Personnel from the ROK’s National Security Research Institute (NSRI) made up the South Korean team, said Cho Sangwoo, director of the NSR’s Cyber Security Training and Exercise Center. “NSRI participated in the event as the Green Team, which took charge of building training infrastructure and operations,” Cho said. “Our basic mission was to apply an infrastructure simulation system, or a wide-use infrastructure training platform, developed by the NSRI.”
The exercise involved a hypothetical cascade of 2,500 virtual cyber attacks on hypothetical targets. Twenty-two blue teams defended against the attacks with technical support from the Green Team. “Locked Shields has a basic scenario in which Berylia, a fictional country, is defended by NATO member nations if it is nationally damaged by cyber attacks,” Cho said. “Unlike wargames which focus on table top exercises, the exercise of Locked Shields is designed to enhance comprehensive response capacity combining various game factors such as media, law and strategies in the process of responding to and solving practical cyber threats.”
NSRI supplied the realistic exercise environment to enable readiness for potential water supply contamination, which could result from a cyber attack on a water purification system, he added. Cho praised the exercise as “the most fundamental and effective means” to boost response capacity to defend against cyber threats. “Through this exercise, participants can perceive their weak points and reinforce them to perform the next exercises, which will ultimately contribute to responding to the national cyber risks,” Cho said.
NSRI also supported visualization modules for the simulated nuclear power plants, electricity substation, water purification system, railway control system and the airport used in the exercise, Cho said.
Cyber security has been a top national priority for South Korea since January 25, 2003, when a computer virus disrupted global networks, hitting particularly hard in the Indo-Pacific.

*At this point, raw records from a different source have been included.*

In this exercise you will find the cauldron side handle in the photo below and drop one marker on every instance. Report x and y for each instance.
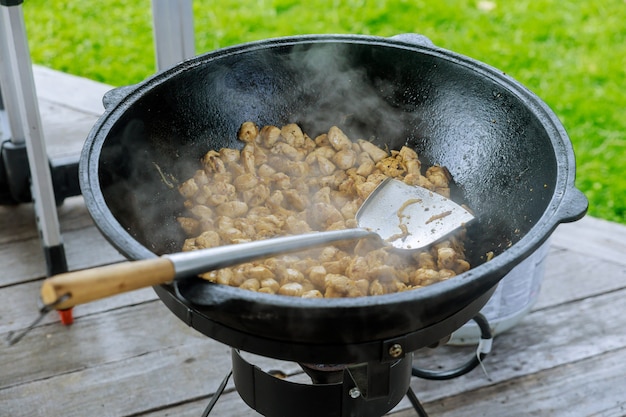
(573, 206)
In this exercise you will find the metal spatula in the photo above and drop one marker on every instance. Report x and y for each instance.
(403, 216)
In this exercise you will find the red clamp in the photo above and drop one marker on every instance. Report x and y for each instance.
(66, 316)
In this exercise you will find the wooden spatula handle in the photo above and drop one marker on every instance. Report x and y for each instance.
(96, 283)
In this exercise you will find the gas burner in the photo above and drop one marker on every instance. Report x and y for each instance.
(369, 389)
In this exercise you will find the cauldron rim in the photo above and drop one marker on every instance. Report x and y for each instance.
(566, 204)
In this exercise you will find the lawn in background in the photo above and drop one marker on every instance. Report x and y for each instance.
(571, 53)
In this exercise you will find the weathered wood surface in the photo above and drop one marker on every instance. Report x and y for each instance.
(129, 356)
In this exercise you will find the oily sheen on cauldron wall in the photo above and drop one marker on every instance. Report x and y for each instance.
(507, 150)
(494, 147)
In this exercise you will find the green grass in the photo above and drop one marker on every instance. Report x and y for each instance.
(571, 53)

Seoul took “comprehensive and systemic measures from the national level,” Cho said, culminating in the establishment of the National Cyber Security Center in 2004.
The need for such exercises, Cho observed, is more pressing now than ever before. “Recently, cyber attacks are becoming more intelligent worldwide,” Cho said, adding that the amount of damage caused by cyber attacks grows every year.
Felix Kim is a FORUM contributor reporting from Seoul, South Korea.